From an early age, Mike was instructed by his artist parents that 1+1=3. Of course, any math teacher would tell you this was crazy, but artists see the world a little differently. When two lines are drawn parallel to one another, there is also a line created between them, like an aisle in a supermarket. Art was always on Mike’s mind while he was at school, but he was equally capable of understanding his math teacher’s conflicting answer of 1+1=2.
Meanwhile, Shawn, a boy in his class, was purely logical. He held no conflicting beliefs, and always got the highest scores on tests and essays. His papers always presented his arguments as concisely as possible. Shawn used his grades as proof that he was better than his classmates, but Mike wasn’t conceding so easily.

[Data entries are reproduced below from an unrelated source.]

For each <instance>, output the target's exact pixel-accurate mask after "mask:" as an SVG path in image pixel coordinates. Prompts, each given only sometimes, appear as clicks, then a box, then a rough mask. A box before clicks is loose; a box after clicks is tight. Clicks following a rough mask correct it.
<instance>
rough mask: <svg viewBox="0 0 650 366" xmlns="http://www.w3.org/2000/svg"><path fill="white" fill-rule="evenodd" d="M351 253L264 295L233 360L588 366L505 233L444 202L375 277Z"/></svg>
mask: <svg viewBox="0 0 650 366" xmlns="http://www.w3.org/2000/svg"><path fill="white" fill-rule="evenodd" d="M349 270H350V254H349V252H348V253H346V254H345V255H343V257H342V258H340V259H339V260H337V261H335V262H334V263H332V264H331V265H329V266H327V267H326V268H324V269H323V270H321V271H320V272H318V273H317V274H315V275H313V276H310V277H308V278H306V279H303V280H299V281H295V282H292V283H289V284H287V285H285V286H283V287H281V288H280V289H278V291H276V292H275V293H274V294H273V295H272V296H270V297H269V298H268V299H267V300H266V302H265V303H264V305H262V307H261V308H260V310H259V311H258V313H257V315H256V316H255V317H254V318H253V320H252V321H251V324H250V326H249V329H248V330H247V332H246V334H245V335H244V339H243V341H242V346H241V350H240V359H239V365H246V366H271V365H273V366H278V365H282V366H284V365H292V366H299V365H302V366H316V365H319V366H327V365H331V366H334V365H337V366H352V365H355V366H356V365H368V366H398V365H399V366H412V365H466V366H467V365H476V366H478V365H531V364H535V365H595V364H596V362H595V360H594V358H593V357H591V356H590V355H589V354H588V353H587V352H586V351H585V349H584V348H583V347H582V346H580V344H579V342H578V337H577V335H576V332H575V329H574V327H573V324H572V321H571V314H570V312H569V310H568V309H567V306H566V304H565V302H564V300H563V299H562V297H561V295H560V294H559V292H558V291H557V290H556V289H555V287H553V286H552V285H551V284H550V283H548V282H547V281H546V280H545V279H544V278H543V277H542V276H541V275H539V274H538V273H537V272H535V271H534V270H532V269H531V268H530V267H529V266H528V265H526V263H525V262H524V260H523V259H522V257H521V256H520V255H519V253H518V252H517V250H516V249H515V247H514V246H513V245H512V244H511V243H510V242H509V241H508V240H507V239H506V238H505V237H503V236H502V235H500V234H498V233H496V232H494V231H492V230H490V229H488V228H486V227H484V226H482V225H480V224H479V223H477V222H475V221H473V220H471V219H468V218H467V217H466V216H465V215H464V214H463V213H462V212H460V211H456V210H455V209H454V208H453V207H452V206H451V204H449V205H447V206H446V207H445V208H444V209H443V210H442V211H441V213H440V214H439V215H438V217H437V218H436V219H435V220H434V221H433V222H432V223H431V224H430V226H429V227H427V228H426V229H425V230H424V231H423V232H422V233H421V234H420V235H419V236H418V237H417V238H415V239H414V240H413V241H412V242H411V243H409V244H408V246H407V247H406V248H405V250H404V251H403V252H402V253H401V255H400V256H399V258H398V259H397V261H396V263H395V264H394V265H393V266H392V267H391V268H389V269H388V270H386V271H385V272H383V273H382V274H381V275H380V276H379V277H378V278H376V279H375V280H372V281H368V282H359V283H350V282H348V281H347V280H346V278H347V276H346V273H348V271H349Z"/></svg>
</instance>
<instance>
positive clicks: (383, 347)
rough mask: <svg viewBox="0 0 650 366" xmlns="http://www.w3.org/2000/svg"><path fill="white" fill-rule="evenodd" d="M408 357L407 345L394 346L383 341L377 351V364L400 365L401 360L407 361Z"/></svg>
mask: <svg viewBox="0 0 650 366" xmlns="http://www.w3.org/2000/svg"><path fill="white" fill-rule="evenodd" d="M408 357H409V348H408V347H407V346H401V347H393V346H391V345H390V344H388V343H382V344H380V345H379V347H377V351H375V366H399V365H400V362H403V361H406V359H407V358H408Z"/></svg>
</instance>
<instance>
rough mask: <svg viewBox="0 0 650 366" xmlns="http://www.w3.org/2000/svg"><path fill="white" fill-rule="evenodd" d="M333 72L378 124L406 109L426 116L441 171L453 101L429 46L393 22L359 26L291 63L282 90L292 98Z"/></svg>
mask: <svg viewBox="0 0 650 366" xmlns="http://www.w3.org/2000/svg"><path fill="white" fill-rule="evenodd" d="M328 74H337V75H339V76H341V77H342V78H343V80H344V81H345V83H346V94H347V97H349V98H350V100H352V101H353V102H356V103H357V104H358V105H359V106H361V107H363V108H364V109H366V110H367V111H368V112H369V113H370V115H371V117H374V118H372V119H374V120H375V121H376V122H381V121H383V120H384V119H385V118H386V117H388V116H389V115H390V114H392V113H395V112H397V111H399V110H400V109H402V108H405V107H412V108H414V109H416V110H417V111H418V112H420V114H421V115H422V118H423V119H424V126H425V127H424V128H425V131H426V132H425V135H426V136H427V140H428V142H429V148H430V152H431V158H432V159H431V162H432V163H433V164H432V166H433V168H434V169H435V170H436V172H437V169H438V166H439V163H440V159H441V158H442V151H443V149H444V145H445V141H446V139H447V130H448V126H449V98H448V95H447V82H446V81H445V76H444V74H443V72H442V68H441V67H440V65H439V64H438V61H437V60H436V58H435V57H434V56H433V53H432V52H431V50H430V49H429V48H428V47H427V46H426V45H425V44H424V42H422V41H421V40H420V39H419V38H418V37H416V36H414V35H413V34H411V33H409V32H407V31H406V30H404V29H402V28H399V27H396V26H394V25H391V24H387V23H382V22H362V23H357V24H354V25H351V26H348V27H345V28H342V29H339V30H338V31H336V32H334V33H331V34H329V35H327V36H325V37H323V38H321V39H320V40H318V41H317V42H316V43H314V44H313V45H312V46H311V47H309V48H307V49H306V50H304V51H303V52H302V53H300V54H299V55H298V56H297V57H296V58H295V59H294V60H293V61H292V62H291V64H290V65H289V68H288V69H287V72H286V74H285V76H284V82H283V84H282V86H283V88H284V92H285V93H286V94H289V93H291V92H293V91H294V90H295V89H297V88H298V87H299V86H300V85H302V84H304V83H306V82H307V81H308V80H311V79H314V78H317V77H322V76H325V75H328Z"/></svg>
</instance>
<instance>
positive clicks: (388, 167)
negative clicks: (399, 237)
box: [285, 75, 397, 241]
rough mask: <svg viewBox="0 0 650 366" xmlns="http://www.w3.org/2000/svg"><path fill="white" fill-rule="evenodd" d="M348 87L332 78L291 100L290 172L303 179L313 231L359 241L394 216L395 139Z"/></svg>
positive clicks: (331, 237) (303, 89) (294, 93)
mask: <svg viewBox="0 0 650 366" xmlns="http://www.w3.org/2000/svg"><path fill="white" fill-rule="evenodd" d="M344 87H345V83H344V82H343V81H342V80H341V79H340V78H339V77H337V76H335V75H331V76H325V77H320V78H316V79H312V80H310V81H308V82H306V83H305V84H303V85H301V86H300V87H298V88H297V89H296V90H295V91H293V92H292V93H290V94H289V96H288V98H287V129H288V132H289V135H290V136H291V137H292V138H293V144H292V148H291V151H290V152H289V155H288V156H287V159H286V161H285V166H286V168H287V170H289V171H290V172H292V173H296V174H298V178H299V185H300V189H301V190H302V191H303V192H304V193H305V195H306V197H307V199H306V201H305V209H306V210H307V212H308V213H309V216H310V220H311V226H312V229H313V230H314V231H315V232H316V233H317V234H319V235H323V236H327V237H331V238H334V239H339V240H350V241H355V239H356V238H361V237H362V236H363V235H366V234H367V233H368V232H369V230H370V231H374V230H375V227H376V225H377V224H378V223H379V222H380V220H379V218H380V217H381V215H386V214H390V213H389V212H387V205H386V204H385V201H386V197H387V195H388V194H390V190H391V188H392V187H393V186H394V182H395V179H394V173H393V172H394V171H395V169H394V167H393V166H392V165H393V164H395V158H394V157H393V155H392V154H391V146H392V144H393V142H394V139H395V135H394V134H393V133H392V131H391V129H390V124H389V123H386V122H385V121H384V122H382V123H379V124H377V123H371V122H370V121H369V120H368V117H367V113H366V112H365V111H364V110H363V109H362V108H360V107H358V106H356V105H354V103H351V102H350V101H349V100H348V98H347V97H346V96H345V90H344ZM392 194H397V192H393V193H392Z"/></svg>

Mike knew why his grades weren’t as impressive as Shawn’s. He took too many risks. When writing his essays, he had a tendency to change his argument half way through, because he changed his mind. Sometimes he would over-think questions on a math test. If a question asked, “If a girl leaves her house at 8:25 to walk to school .5 miles away, how long will it take her to get to school if she walks 5 mph?” Mike would wonder if the road was flat or bumpy. This would cost him ten minutes on a question that only took Shawn three.
In a single moment of insecurity, Mike asked his mother, “Why do I over-think everything?”
“It will benefit you in the future,” Mike’s mother said, “You think outside the box.” Mike knew this to be true, but it was still difficult to accept. He wanted school to come easily to him. He wanted to prove he was just as smart as Shawn. Unfortunately, Shawn and Mike’s relationship remained unchanged until college. Suddenly homework questions were less easily defined.
Mike and Shawn both majored in chemistry engineering, but Mike’s ability to think outside the box, and his willingness to improvise, led him to several new discoveries in the field. Shawn, on the other hand, was lost without the use of direct instructions. High school had taught him to digest information, but not how to explore its greater potential. In the end, this kind of teaching would ensure him a job, but not career.